In the past oncologists have assumed that PC is equal to distant metastases and as such regarded it as an incurable component of intraabdominal malignancy. However, over the last two decades novel therapeutic approaches have emerged for patients with isolated peritoneal metastases of gastrointestinal cancer, ovarian cancer and primary peritoneal malignancies. The underlying revised hypothesis considers PC as a loco-regional disease that may have regional treatment options. A combined approach uses both surgery and perioperative chemotherapy. First, an aggressive surgical cytoreduction utilizes visceral resections and peritonectomy procedures to remove all gross and macroscopic disease. Then perioperative intraperitoneal chemotherapy is aimed at the residual microscopic disease [4]. The perioperative intraperitoneal chemotherapy includes Hyperthermic Intraperitoneal Chemotherapy (HIPEC) and/or Early Postoperative Intraperitoneal Chemotherapy (EPIC).
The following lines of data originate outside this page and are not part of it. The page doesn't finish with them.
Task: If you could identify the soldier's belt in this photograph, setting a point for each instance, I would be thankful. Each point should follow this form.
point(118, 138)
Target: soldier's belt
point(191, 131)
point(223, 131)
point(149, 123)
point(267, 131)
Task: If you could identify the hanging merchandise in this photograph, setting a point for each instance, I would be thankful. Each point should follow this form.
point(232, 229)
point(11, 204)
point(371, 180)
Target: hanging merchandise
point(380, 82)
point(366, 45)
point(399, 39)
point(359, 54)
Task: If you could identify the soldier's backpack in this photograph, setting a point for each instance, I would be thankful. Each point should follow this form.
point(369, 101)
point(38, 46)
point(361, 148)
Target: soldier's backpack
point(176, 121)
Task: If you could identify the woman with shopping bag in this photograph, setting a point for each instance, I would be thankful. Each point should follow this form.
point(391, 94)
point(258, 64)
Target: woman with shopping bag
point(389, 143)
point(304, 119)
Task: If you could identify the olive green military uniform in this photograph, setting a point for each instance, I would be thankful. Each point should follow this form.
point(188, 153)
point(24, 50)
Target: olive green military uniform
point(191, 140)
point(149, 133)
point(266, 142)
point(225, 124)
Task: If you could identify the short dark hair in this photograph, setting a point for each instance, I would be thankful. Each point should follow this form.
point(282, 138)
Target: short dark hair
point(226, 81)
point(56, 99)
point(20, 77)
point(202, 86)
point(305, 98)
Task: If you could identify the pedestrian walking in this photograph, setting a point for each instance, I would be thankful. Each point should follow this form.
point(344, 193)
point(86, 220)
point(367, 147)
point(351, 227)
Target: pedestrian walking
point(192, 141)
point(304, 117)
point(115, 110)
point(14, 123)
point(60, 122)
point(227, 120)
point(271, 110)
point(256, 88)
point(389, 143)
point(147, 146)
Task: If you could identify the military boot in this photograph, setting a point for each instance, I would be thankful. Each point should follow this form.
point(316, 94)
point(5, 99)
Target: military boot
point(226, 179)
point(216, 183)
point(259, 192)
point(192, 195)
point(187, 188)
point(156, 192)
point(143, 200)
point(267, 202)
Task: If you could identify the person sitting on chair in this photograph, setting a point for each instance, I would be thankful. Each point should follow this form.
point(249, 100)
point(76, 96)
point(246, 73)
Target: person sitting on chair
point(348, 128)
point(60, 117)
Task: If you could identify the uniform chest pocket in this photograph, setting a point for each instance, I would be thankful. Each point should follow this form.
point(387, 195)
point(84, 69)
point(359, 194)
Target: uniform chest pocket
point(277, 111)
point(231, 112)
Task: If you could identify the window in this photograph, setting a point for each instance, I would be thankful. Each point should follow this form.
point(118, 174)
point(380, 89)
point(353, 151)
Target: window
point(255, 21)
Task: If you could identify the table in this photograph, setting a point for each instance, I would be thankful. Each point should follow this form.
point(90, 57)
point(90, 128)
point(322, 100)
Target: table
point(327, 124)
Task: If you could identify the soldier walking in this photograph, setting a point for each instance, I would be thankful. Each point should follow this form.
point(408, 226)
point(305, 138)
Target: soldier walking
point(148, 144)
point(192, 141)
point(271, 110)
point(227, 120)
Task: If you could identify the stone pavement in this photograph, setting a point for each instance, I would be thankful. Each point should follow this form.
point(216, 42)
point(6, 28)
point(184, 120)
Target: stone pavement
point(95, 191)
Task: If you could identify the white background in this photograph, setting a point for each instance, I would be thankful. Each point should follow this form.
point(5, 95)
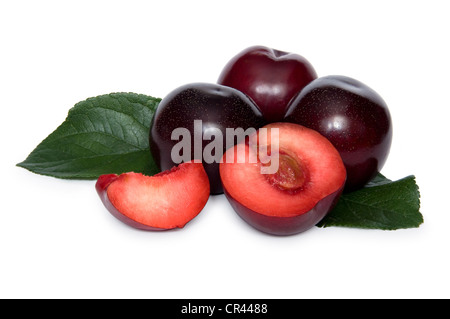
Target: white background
point(58, 241)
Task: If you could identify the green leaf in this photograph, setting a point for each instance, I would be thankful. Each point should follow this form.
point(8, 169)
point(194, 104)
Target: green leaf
point(101, 135)
point(382, 204)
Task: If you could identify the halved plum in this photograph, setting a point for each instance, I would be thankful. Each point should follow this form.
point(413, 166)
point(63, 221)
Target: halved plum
point(164, 201)
point(307, 184)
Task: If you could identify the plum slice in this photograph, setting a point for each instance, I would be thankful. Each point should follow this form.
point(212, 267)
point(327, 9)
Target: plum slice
point(308, 183)
point(164, 201)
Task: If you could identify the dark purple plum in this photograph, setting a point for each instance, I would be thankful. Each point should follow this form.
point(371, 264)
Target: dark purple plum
point(353, 117)
point(218, 108)
point(270, 77)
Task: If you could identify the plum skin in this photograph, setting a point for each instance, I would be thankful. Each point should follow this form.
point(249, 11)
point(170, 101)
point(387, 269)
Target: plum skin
point(353, 117)
point(101, 187)
point(323, 173)
point(219, 107)
point(285, 226)
point(270, 77)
This shift in the treatment paradigm has resulted in encouraging clinical results as contrasted to prior failures. Several phase III-trials have reported a survival and progression-free survival benefit of intraperitoneal chemotherapy [5–8].
The selection of chemotherapeutic regimen used in perioperative chemotherapy protocols has been based on research of chemotherapeutic responses in systemic administration and on pharmacodynamic and pharmacokinetic properties of the drugs following intraperitoneal administration. Although this will change in the future, to this point in time drug selection has not been based on specific clinical or pharmacological trials that compare the survival benefits of different intraperitoneal treatment regimen.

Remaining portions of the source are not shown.